Governments around the world are keen to return their economies to growth after the COVID-19 pandemic has run its course. But they need to make sure that, in their rush to ramp up production, they do not lock in uneconomic and climate unfriendly coal power for decades to come, a new report warns.
Financial think tank Carbon Tracker warns that if nations such as China build new capacity to stimulate their economies in the wake of the COVID-19 pandemic, they may not only produce more pollution but spend valuable taxpayers’ money keeping them open as well. The report finds that 46% of global coal plants will be running at a loss in 2020, a figure that will rise to 52% by the end of the decade.
Carbon Tracker revealed last month that it is already cheaper to generate electricity from new renewables than new coal plants in all major markets. By 2030 at the latest it will be cheaper to build new wind or solar capacity than continue operating coal worldwide.
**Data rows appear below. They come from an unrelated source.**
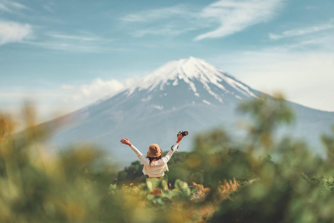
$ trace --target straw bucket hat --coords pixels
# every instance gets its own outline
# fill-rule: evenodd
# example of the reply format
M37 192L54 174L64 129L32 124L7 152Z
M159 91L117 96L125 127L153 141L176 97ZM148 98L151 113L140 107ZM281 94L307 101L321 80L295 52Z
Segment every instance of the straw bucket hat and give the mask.
M158 144L151 144L148 147L147 156L149 157L158 157L161 155L162 150Z

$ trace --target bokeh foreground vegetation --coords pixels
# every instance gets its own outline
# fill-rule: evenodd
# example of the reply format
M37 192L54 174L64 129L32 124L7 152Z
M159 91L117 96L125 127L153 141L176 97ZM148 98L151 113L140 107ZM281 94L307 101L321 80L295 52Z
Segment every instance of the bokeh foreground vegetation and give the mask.
M3 115L0 222L333 222L334 127L321 136L324 158L300 139L275 137L294 119L281 96L244 101L238 110L250 118L244 141L221 129L197 136L191 152L173 155L170 190L155 196L161 182L143 176L140 163L117 173L94 146L50 152L49 132L34 125L31 108L20 134L11 134Z

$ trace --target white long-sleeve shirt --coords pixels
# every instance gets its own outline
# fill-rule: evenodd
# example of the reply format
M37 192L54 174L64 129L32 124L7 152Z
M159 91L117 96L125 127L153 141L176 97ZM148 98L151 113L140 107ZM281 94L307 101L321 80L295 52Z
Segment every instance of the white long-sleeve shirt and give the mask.
M167 162L172 157L174 149L178 145L179 143L175 143L172 147L172 149L167 152L165 156L156 161L152 161L151 162L151 165L150 165L150 160L144 156L137 148L133 145L132 145L130 148L136 153L138 158L144 164L143 173L144 174L148 175L150 177L159 177L165 176L165 171L168 171Z

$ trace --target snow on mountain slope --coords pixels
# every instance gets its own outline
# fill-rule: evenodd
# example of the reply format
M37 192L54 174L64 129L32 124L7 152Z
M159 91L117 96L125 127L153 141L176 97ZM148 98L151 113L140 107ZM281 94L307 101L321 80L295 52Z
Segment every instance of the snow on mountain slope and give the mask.
M174 81L172 85L177 85L183 81L188 84L194 95L199 96L196 86L194 82L201 83L206 91L216 100L222 102L221 97L212 90L209 85L211 84L225 92L231 94L224 86L228 85L233 90L247 97L256 97L248 88L241 82L227 75L223 71L206 63L203 60L190 57L186 59L173 61L160 67L152 73L145 76L137 85L130 88L128 96L132 94L138 88L139 91L146 90L146 93L152 91L157 86L161 90L164 90L169 81Z

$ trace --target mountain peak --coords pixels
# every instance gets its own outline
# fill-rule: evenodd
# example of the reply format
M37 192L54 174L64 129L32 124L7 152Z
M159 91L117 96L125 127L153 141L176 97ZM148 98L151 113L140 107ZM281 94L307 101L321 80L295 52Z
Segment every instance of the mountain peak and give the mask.
M171 84L175 86L182 81L189 85L195 95L198 95L196 88L203 87L221 102L221 97L212 90L212 86L226 93L234 94L229 89L247 97L256 97L246 86L235 78L204 60L193 57L172 61L163 65L129 88L127 95L130 95L136 89L149 92L158 87L162 90L165 85Z

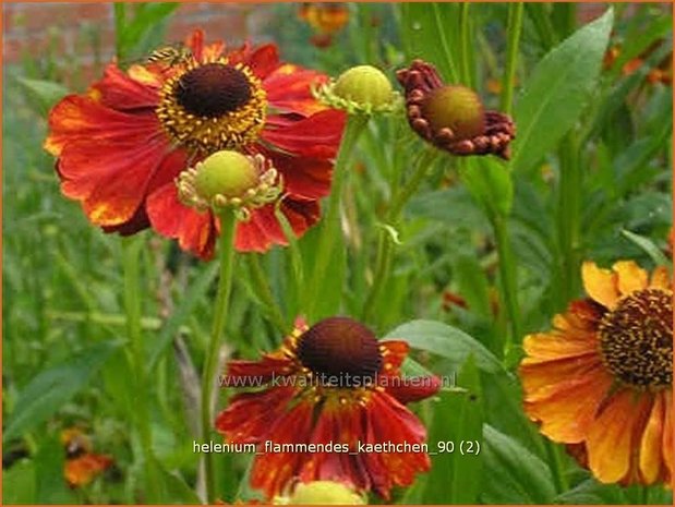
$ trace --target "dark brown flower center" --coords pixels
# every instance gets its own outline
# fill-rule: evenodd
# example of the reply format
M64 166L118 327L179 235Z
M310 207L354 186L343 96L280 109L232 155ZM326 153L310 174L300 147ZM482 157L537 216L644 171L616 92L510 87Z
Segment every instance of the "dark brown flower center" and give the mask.
M207 63L183 74L176 85L176 99L186 111L215 118L236 111L251 99L251 84L240 70Z
M334 387L358 387L372 381L382 365L377 339L348 317L318 322L299 338L302 364Z
M610 371L643 388L673 382L673 295L661 289L636 291L600 322L600 347Z

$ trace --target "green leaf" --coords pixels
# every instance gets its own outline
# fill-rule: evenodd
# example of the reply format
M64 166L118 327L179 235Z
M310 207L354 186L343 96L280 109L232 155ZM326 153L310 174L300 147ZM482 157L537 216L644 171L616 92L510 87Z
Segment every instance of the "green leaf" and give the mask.
M169 505L202 504L194 490L188 485L179 473L169 472L158 460L154 460L155 469L158 472L158 479L161 481L159 484L159 503Z
M472 230L490 229L490 224L465 186L437 190L413 197L406 207L406 215L423 217Z
M47 116L49 110L69 94L69 89L60 83L53 81L32 80L28 77L17 77L23 90L31 100L35 102L38 112Z
M457 375L467 393L441 393L433 403L429 428L432 468L422 504L474 504L481 488L483 411L480 374L470 357ZM477 444L478 443L478 444ZM451 446L451 451L448 451Z
M212 263L200 273L200 275L191 282L188 291L180 300L178 307L173 311L167 323L161 329L161 333L154 340L153 349L149 353L148 371L157 364L157 360L161 357L165 349L171 343L173 337L178 333L181 324L188 316L191 315L196 305L203 300L206 291L212 287L216 275L218 274L218 263Z
M469 355L473 355L479 370L491 373L503 371L499 361L480 341L439 322L411 321L389 331L387 338L406 340L415 349L448 359L456 370Z
M514 204L514 183L508 166L493 157L461 160L461 181L485 213L507 216Z
M453 273L459 285L459 293L467 300L469 310L477 315L491 317L490 285L478 258L459 256L453 264Z
M73 495L63 479L65 452L57 435L43 439L35 455L35 476L37 481L36 502L38 504L75 504Z
M459 9L457 4L401 3L401 39L406 60L423 58L449 83L459 80Z
M120 5L116 2L117 52L121 59L147 52L162 38L169 15L179 2L144 2L135 5ZM129 19L128 11L133 11Z
M622 505L628 502L624 495L623 488L617 484L600 484L593 479L588 479L576 487L556 496L555 503L576 505Z
M35 505L35 464L23 459L9 470L2 469L2 504Z
M551 50L532 72L514 111L514 170L532 169L579 120L595 87L613 20L608 9Z
M483 504L551 504L555 487L549 466L489 424L483 427Z
M121 341L97 343L58 366L39 373L19 395L2 442L33 430L49 419L63 403L89 384Z
M671 266L672 262L666 258L661 249L654 244L652 240L649 238L644 238L643 236L636 234L635 232L630 232L629 230L624 229L622 231L626 238L632 241L636 245L644 251L647 255L651 257L656 266Z

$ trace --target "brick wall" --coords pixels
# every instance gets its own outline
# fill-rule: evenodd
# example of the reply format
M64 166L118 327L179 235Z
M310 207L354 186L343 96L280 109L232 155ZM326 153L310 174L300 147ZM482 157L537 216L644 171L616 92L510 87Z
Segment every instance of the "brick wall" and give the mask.
M239 44L263 40L272 4L191 2L170 17L167 39L183 40L194 27ZM16 63L36 57L77 65L89 79L114 49L112 3L3 2L3 60Z

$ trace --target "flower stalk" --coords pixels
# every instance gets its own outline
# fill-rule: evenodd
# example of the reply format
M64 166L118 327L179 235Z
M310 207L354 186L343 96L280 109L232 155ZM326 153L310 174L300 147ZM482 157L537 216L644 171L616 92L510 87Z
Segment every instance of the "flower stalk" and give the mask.
M400 188L398 193L391 200L391 204L387 213L387 224L395 229L398 226L400 214L403 210L406 203L408 203L410 197L417 192L422 181L424 181L424 179L429 174L429 171L437 154L438 152L436 152L435 149L426 149L425 152L423 152L422 156L418 161L414 173L406 182L406 184ZM371 321L374 310L377 307L377 301L379 299L382 290L389 277L391 268L391 257L394 253L394 240L390 236L390 232L386 228L383 228L377 239L375 275L373 278L373 285L371 286L371 290L367 294L367 298L365 299L365 304L363 305L363 321L365 322Z
M147 499L159 502L157 478L154 469L153 434L147 399L147 371L143 330L141 323L141 290L138 256L143 242L138 239L128 239L123 242L124 269L124 312L126 314L126 333L129 335L129 357L134 372L135 406L134 423L141 440L145 488Z
M236 214L231 209L225 209L220 215L220 239L218 262L220 264L216 306L212 326L210 341L206 351L204 373L202 377L202 438L210 439L213 420L213 398L216 376L218 374L218 358L220 355L220 340L225 330L227 312L232 288L232 270L234 264L234 231L237 229ZM216 499L216 476L213 455L204 454L204 479L206 484L206 502Z
M353 153L359 136L365 129L370 116L350 114L345 125L342 141L333 169L333 189L326 204L326 214L321 229L318 246L316 250L316 262L314 265L314 276L310 299L305 302L308 314L314 316L315 303L320 298L322 287L326 278L326 270L334 258L337 238L340 233L340 202L345 183L348 178L349 160ZM345 243L342 243L341 248Z

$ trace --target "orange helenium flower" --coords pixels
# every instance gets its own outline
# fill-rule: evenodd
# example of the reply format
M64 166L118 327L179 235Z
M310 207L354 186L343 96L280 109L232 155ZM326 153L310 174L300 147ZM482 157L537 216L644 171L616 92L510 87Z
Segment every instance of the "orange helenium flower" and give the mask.
M312 37L312 44L320 48L330 46L334 35L349 22L349 8L342 3L304 2L298 14L316 33Z
M113 463L110 456L92 452L91 439L76 427L61 432L61 443L67 458L63 478L71 487L89 484Z
M264 386L234 396L216 420L230 443L257 444L251 485L268 498L298 482L337 481L389 498L430 468L423 451L359 452L358 443L422 444L426 432L405 403L432 396L437 377L407 382L400 366L405 341L377 341L362 324L330 317L314 326L298 322L282 347L260 361L231 361L222 385ZM266 449L290 444L294 451ZM316 447L348 446L348 451ZM375 449L374 447L371 449Z
M604 483L670 482L673 472L673 291L634 262L584 263L590 299L525 339L525 409L551 439L583 445Z
M184 52L170 62L150 57L126 72L110 63L87 94L51 110L45 147L58 157L62 192L108 232L152 226L207 258L219 225L213 213L180 203L176 178L221 149L261 154L280 173L280 209L302 234L329 192L345 121L312 96L311 85L326 76L281 63L274 45L226 50L205 45L200 31ZM274 206L239 224L238 250L287 243Z

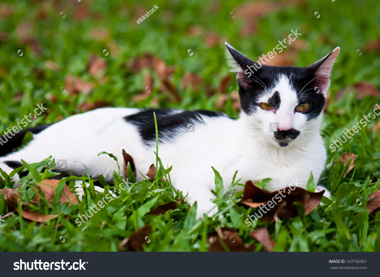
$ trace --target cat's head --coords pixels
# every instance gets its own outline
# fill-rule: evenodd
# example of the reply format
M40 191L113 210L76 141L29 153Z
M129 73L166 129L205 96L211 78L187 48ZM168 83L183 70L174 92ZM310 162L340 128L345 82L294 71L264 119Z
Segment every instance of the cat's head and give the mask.
M319 132L339 47L316 63L301 67L263 65L226 42L226 45L230 65L237 74L241 116L258 138L286 147Z

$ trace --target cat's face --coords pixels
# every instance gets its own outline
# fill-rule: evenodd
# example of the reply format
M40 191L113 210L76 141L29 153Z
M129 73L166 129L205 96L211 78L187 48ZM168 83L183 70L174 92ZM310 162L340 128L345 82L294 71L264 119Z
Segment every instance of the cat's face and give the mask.
M339 47L300 67L262 65L226 45L232 56L230 65L237 73L242 116L258 139L283 147L319 131Z

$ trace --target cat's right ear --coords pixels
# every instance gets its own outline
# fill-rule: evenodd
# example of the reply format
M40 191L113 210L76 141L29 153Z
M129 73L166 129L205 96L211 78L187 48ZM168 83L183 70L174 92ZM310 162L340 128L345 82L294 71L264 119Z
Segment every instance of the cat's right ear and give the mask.
M231 72L236 74L238 83L244 81L246 82L246 78L249 79L262 67L262 64L250 59L226 42L225 44L227 47L226 57L227 63Z

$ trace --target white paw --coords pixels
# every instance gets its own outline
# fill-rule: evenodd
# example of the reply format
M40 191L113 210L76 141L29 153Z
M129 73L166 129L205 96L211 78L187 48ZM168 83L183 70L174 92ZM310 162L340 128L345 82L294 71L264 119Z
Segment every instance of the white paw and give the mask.
M89 186L90 185L89 183L85 182L85 183L86 184L86 186L88 188ZM82 184L82 181L81 180L76 180L75 181L75 185L74 186L75 187L75 193L78 196L78 198L81 201L82 201L82 198L83 197L83 196L84 195L84 191L83 190L83 187ZM103 188L101 188L98 186L94 186L94 187L96 191L100 193L104 192L104 189ZM109 191L109 193L114 197L116 197L116 195L110 191Z
M212 216L218 212L218 206L211 201L207 202L200 202L197 203L196 208L197 220L203 217L203 214L209 216Z

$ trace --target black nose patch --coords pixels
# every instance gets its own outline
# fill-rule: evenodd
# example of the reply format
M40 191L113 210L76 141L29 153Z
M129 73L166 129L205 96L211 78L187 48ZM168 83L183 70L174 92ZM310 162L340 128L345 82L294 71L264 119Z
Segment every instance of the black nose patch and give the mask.
M298 137L300 133L299 131L295 129L291 128L288 130L283 130L280 131L277 129L274 132L274 138L276 139L281 140L284 138L288 138L294 139Z

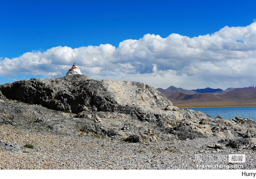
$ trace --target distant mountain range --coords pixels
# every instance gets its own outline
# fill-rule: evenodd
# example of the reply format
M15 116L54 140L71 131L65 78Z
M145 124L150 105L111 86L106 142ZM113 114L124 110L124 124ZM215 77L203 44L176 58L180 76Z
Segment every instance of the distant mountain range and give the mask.
M256 85L225 90L210 88L188 90L173 86L157 90L178 106L256 106Z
Global coal use in electricity generation must fall by 80% below 2010 levels by 2030 to limit global warming to 1.5°C, according to analysis of recent research from the UN’s Intergovernmental Panel on Climate Change.
At the same time, decarbonisation of the global energy system can grow the global economy and create up to 28 million jobs by 2050, according to IRENA, the International Renewable Energy Agency.
Yet, although renewables and gas are outcompeting coal worldwide, government subsidies are propping up coal power and driving plans to build nearly 500GW of new coal capacity, the report, Political Decisions, Economic Realities, found.
China, which produces and consumes about half the world’s coal, may be planning to build more coal plants to stimulate its economy in the wake of COVID-19. The country’s National Energy Administration recently announced it was ready to relax rules on coal power investment.
Globally governments are propping up expensive coal plants: 90% of coal capacity which is operating, in construction or planned is in countries with regulated or semi-regulated markets where coal power generators are implicitly or explicitly subsidised.
By contrast, in deregulated markets most coal power is already unprofitable on an underlying basis – 90% in Germany and 82% in the UK in 2019.